Sept. 20, 2011 at 4:20 a.m.

Stephanie Markman

Stephanie Markman

By Stephanie Markman, RD

Eggs . so versatile, economical and delicious, but are they good for our cardiovascular health? An important and often debated question because of their popularity.

Over the years, eggs have gotten a negative reputation because egg yolks are the most concentrated source of cholesterol in the diet. On the other hand, eggs are nutrient rich and an excellent dietary source of many essential nutrients, vitamins A, B12 and D, iron, zinc, folate, choline and two powerful antioxidants, lutein and zeaxanthin. Eggs also provide 6 grams of protein. Actually, the protein found in eggs is the gold standard in which all other proteins are compared to.

The relationship between eggs and coronary heart disease is the cholesterol content in the yolks and its role in increasing LDL-cholesterol (the "bad" cholesterol). LDL-cholesterol has been identified as the most influential component in our blood that causes the hardening of blood vessel walls. Therefore, decreasing LDL-cholesterol has been the main goal of most American health professionals in decreasing risk of CHD.

Throughout the past few decades, as more research is gathered there has been no significant evidence that dietary cholesterol alone increases LDL-cholesterol. However, there is a great deal of evidence showing that an overall heart-healthy lifestyle does improve LDL-cholesterol. This includes avoiding saturated and trans fats and replacing them with unsaturated fats. The risk of developing CHD can also be reduced by not smoking, maintaining a healthy weight, regular exercise and consuming adequate fiber.

Currently, the dietary cholesterol recommendation from the American Heart Association for healthy adults is 300 mg/day. For those with an elevated LDL-cholesterol level, 200 mg/day is recommended. Keep in mind one egg yolk contains around 200 mg of dietary cholesterol. This is why organizations, such as the National Cholesterol Education Program, recommends only two yolks per week. Since yolks are high in cholesterol it is near impossible to consume 200 mg of cholesterol or less per day when incorporating them into your everyday diet.

Research is shifting our view on the relationship between dietary cholesterol and CHD risk by finding that an overall healthy diet and lifestyle is more effective in reducing CHD risk than cutting out dietary cholesterol alone.

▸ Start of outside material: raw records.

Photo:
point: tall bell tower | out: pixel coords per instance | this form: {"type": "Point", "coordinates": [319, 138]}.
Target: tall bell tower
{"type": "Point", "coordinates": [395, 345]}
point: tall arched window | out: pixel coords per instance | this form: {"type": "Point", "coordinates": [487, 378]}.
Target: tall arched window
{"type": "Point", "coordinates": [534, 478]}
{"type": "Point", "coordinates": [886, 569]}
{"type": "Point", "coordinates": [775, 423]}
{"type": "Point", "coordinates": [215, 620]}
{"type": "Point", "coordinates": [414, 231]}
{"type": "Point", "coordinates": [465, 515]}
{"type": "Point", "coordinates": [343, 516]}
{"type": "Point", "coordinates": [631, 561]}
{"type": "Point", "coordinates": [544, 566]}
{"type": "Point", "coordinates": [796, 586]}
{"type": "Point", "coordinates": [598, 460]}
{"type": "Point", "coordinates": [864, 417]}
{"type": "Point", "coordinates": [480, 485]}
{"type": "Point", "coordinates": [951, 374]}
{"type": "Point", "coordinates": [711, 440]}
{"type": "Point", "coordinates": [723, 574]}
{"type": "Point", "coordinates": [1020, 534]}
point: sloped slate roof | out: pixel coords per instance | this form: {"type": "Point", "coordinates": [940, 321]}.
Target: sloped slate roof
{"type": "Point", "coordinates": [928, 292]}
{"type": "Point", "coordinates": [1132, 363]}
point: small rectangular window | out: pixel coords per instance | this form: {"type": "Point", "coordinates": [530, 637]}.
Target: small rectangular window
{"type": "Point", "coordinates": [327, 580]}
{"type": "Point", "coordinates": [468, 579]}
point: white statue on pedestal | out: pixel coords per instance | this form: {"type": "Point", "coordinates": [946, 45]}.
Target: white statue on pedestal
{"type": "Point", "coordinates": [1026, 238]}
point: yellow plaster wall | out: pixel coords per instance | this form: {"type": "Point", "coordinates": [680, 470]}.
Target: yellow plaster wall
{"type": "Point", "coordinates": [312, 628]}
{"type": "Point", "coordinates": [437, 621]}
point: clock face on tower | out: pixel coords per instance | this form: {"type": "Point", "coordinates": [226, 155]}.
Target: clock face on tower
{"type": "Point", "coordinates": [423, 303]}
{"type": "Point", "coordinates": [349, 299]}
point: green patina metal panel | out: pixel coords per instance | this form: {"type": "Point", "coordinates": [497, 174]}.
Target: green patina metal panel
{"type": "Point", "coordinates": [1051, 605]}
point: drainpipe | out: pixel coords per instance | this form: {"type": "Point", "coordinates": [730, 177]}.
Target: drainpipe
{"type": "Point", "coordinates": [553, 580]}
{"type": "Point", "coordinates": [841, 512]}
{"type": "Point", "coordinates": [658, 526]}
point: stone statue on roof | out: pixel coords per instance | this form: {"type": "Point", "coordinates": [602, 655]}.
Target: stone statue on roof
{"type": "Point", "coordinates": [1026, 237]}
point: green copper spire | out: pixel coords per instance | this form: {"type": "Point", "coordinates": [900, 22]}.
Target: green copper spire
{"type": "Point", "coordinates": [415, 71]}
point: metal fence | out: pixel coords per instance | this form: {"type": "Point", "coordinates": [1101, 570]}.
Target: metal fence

With that in mind, enjoy your eggs, just try to limit your yolks to no more than one per day, and don't save them all up for a seven egg omelet on Sunday, your body can only handle so much cholesterol at one time.

A heart-healthy compromise can be choosing egg whites or an egg substitutes instead of a whole egg, as these are both cholesterol free and protein rich choices.

So enjoy your eggs in moderation, and make it your goal to find a balance between enjoying food and taking care of your body; you only get one.